The very first Humla session at Null Delhi Chapter meet. Awkay, I am going to try and make this not sound like Chinese to people who have, no idea about what this is.
So “null” is an open community. Created and run by Aseem Jahakar sir, nation wide(india). This community is for hackers, for anybody and everybody who relates or wishes to relate him/herself with security. Atleast that’s what I have experienced till now! :)
So as a community what do we do?
As hackers or security enthusiasts we are always indulged in something or the other. Trying things and all possible combinations of those things… we accomplish things and get stuck at many places too…and at the end of the we are the kind of geeks who like to have fun and mean no harm. All this. All of it is what is null about. We meet. Monthly. Present what we have learned. Learn what others show. Discuss our technical problems. And have the chit chat we like to have. :D So this is what a null meet is about.

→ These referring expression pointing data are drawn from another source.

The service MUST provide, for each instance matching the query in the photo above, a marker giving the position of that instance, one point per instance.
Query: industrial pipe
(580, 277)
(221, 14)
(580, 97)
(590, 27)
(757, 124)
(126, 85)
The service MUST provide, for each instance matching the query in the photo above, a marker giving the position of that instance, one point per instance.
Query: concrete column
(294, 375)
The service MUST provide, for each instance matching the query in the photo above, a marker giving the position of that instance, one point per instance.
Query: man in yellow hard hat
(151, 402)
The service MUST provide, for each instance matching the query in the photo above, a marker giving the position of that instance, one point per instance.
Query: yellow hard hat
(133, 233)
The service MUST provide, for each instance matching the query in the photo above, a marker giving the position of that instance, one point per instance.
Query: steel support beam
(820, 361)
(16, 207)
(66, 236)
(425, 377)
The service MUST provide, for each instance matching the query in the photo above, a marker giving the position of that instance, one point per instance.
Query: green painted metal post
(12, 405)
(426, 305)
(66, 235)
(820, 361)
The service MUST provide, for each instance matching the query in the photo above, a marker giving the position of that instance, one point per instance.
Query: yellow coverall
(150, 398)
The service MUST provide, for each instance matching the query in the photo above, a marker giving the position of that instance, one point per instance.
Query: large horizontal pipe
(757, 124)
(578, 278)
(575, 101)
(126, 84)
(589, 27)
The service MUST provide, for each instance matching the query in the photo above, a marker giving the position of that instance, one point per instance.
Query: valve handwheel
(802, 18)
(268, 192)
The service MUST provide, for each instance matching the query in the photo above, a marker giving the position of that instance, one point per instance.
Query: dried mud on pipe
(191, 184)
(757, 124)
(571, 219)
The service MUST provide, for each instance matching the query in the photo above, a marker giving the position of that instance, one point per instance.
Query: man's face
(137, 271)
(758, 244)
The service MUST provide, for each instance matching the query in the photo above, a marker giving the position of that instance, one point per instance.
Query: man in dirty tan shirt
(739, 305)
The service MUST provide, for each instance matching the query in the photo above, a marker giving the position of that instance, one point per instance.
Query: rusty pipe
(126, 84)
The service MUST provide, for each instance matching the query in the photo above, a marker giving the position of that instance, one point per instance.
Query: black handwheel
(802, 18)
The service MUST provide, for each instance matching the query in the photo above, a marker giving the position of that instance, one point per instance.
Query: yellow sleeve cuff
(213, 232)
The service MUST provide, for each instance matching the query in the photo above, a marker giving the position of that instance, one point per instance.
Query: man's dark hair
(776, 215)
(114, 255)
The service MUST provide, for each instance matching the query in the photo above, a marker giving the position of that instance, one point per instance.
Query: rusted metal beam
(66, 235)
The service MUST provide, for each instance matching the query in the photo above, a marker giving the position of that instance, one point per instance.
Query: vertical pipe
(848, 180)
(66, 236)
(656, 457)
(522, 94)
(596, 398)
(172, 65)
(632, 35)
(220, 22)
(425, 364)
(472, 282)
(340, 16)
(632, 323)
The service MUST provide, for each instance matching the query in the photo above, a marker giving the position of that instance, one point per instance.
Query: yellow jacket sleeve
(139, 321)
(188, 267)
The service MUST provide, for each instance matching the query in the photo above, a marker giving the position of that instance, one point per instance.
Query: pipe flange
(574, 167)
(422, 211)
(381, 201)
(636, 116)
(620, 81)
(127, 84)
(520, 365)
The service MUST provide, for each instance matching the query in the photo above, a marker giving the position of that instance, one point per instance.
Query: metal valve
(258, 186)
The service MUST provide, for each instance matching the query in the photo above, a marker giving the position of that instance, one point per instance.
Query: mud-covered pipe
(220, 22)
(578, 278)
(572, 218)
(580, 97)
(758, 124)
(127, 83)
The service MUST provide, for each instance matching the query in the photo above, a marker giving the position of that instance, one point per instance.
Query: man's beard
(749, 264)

Coming to the humla session. “Humla” is a hindi word meaning “attack“. Or mapping it to our domain it simply means “offensive-security“. Now when u are a working in security u can specialize in any of its sub domains like web application security, reverse engineering, network security, forensics, auditing etc. And if for example I wish to try out a diff sub domain then that means I would have to dedicate some time each day and start learning from scratch. Not that we would not love to do it or can not do it.. but instead we have the concept of a “humla” session. This is basically a workshop wherein u are given a kick start in that sub domain by someone who is already an expert. He is called the “humla champion” by the way, the trainer for that day. The duration of the workshop is typically 6 to 8 hours with small breaks in between. And all of this is organized free of cost but yes their is a selection process prior to this. And that is because there is only limited space available plus since advance concepts are covered so people with atleast a little pre requisite knowledge are preferred.
Now a little about the venue. This is how you reach the building. If you are coming for the first time you might need this.
Reached till here ? Cool. Next you have to get yourself a pass made at the reception and the guard there would tell you where do you need to go. At the entrance of the section where you were guided to by the previous gurad, sits another guard who would give you a document on which particulars of your laptop are to be mentioned. *security reasons* . Hehe. And he’d further guide you to “Tlabs“. And you’d realize that you have reached the place because generally its just us in there! :D If you dont, just in case, then look for either Sandeep Bhaiya or Vaibhav Bhaiya. The honorable mods of our chapter! :) From the inside the place is really nice just as one would imagine any office.
Coming back to the topic of this post! :D This time’s session was on “linux exploitation” & our trainer or the humla champion was “mr. sohail”.(read 1337). I was really really excited. There have been a few subdomains of security I havent touched or infact touched and left them for a full fledged research to be done later. Exploit writing was one of them. I did try doing it… just read a few tutes from https://www.corelan.be/index.php/2009/07/19/exploit-writing-tutorial-part-1-stack-based-overflows/ and some stuff here and there to back it up. The stuff was really great but when I had started reading this, I did not know enough to go further. So kinda left that in between but this was the chance for me..as some one was there to spoon feed all of that to me! What better ?
Hence, I reached the venue half an hour early. :D Its just the excitement that can do this to me. Usually i am late. Serious Late. No problem. Since perhaps there was this one other guy who was, i guess, more excited than I was.. and had reached earlier to me. Cool.! Around an hour later Vaibhav Bhaiya came and told us that this session would not be conducted at the place we usually sit. It would be conducted in a room that was at the end of the place we usually are in the beginning of. But when we went there it was a conference room YAY! a conference room! I was already getting the feel. :D
Now everybody started coming in I am only going to talk about the ones I know :D So the first surprise was to see rahul gurnani sir there. He is currently pursuing his ms in information security from IIIT ahemdabad so he is generally not able to join us for all the meets. Then there was ashutosh bhaiya… sandy bhaiya came in.. and the star rishi narang sir, the most interesting guy since the last two meets came in… and there was anupam sir… aah about anupam sir.. the very first time you see him you’d feel he is the kind of strict disciplined guy you’d rather not talk to… but then you gotta look at his presentation on cloud forensics!! maahnn! That was one hilariously put together presentation. You would rather come to know about his fun loving side.! :) i can almost go on writing about each member present there… (i obviously miss shubham bhaiya the most.)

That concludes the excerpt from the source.